Census count confirms Mass. to lose House seat

By 
Matt Murphy, State House News Service
Dec. 21, 2010

STATE HOUSE, BOSTON, DEC. 21, 2010…. As widely predicted, Massachusetts will lose at least one of its 10 seats in Congress during the 2012 election cycle based on population counts collected during the 2010 Census, according to data released from the U.S. Census Bureau.

During a conference call with reporters, Census Bureau officials confirmed Tuesday morning that Massachusetts is among ten states to be losing at least one U.S. House seat.

The loss of a seat, which will mark the first time since 1992 that there has been a change in the size of the Massachusetts Congressional delegation, will force Beacon Hill lawmakers to begin the process of redrawing districts across the state to account for one fewer representative. The state currently has 10 House districts.

The redistricting process to be undertaken by lawmakers on Beacon Hill will also require state House and Senate maps to be redrawn to account for shifts in population.

The change will not only result in the loss of clout on Capitol Hill, but could negatively impact the level of federal aid the state receives for transportation, education and other programs disbursed through the federal government on a per capita basis.
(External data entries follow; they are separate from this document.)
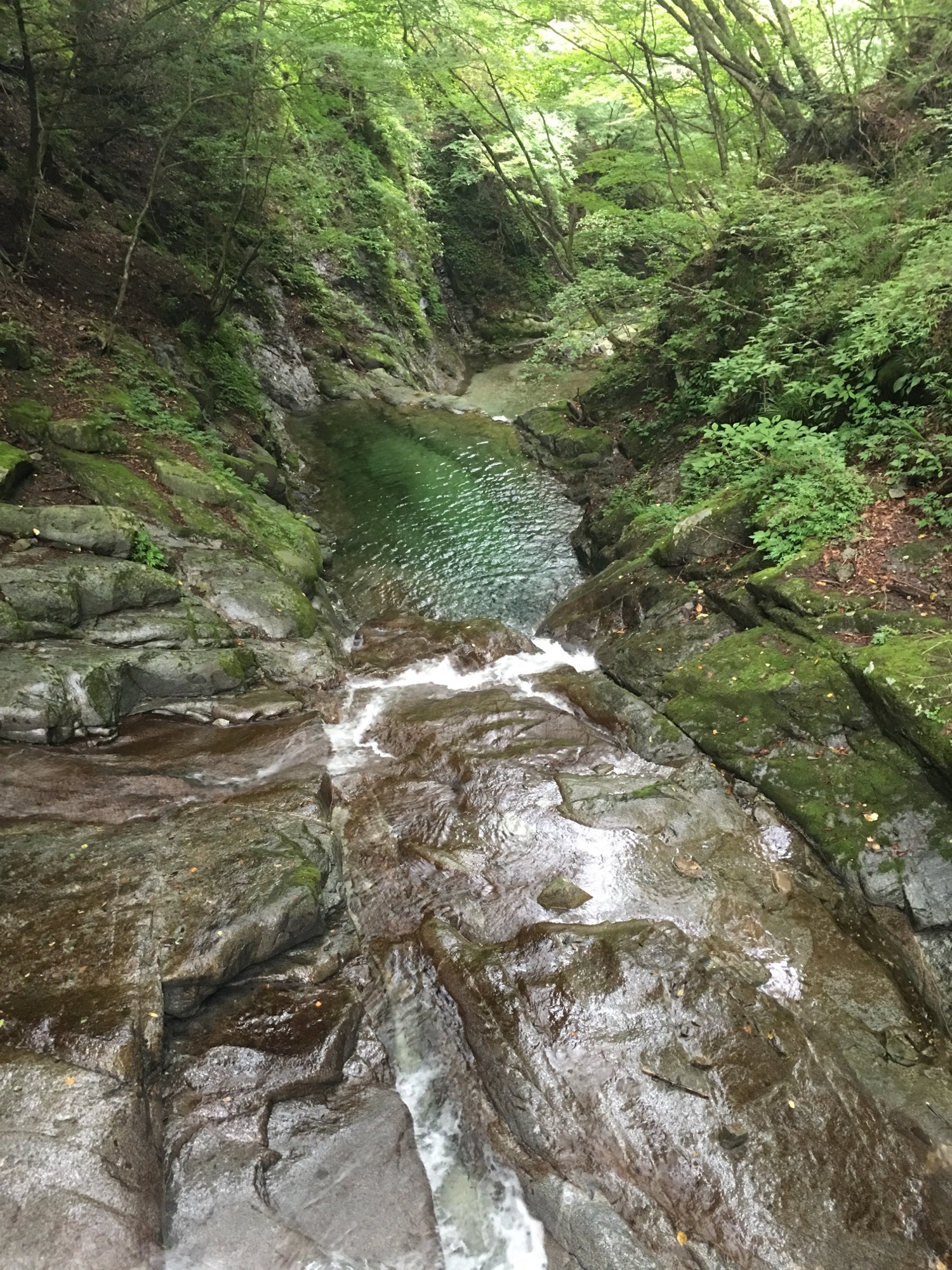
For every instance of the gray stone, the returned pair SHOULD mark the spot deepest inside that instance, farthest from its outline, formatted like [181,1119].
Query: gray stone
[64,690]
[191,482]
[308,664]
[587,1226]
[15,467]
[247,708]
[87,435]
[81,1183]
[103,530]
[190,624]
[55,594]
[733,1136]
[562,896]
[714,530]
[251,598]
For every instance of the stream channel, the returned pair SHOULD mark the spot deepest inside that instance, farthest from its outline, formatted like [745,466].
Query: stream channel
[515,1037]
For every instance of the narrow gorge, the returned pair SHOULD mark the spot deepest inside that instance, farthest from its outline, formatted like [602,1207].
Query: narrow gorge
[475,637]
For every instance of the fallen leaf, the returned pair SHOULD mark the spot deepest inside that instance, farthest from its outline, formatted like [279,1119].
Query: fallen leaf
[689,867]
[783,882]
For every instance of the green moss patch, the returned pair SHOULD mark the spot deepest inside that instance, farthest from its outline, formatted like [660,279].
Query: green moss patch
[779,712]
[909,681]
[103,481]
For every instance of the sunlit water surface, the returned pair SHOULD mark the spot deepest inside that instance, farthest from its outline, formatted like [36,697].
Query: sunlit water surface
[442,515]
[439,514]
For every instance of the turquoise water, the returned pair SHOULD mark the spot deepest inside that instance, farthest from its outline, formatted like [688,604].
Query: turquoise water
[440,514]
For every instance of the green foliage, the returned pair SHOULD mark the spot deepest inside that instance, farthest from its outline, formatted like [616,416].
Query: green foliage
[145,552]
[799,477]
[220,355]
[936,511]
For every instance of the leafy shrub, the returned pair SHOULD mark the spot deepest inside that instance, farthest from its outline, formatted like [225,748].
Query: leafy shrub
[145,552]
[803,486]
[936,511]
[221,356]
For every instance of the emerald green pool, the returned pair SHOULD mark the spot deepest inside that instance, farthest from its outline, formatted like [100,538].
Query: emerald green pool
[439,512]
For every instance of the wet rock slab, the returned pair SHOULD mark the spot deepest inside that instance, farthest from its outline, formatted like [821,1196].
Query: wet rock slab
[652,1056]
[272,1160]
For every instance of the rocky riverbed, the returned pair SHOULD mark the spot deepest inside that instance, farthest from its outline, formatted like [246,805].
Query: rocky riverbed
[425,944]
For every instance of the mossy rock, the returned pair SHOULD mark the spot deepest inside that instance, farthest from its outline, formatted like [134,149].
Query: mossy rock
[562,438]
[642,534]
[909,684]
[786,587]
[642,661]
[105,481]
[16,347]
[204,523]
[252,598]
[596,606]
[12,628]
[103,530]
[15,468]
[190,482]
[780,713]
[29,418]
[92,436]
[711,530]
[290,540]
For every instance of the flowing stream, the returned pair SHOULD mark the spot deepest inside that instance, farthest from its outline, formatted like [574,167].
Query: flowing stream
[441,515]
[472,962]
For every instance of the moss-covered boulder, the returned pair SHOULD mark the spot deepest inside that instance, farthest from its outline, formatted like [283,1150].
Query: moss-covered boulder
[59,692]
[550,427]
[289,539]
[56,594]
[780,713]
[908,680]
[29,418]
[12,627]
[93,436]
[190,482]
[609,603]
[15,468]
[190,624]
[105,481]
[103,530]
[711,530]
[642,660]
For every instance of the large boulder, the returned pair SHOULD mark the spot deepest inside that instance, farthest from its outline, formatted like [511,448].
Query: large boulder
[102,530]
[190,482]
[253,599]
[715,529]
[92,436]
[58,692]
[58,592]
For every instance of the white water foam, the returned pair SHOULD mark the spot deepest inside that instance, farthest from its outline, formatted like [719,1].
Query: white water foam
[367,698]
[482,1219]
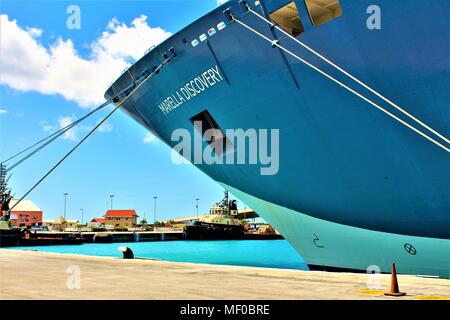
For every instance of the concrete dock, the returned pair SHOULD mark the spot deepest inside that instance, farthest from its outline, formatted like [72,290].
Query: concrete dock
[38,275]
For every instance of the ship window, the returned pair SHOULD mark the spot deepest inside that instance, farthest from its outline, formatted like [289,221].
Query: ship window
[322,11]
[288,18]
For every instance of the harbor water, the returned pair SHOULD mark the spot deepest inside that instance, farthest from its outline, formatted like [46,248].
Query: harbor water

Commerce Secretary Gary Locke said Tuesday the population counts will determine how $400 billion in annual federal funding is distributed for education, housing, senior services and transportation.

“I could make an argument that that’s the most important impact. Over the next 10 years, we could lose or not gain access to hundreds of millions of dollars that might be available,” House Minority Leader Brad Jones told the News Service on Monday.

Census officials on Tuesday said the nation’s population in 2010 was 308,745,538, up 9.7 percent over the 281.4 million residents in 2000. The Northeast grew 3.2 percent over the decade, the lowest rate of growth among the nation’s four regions. At 14.2 percent, the South grew the fastest followed by the West, at 13.8 percent.

Officials said Massachusetts is not among the five slowest growing states: Michigan, Rhode Island, Louisiana, Ohio and New York. Massachusetts is among the top five states as measured by population density.

Secretary of State William Galvin had been "hopeful" that Massachusetts could avert the loss of a Congressional seat, as the state managed to do in 2000, through an aggressive Census count, combined with less thorough counts in other states.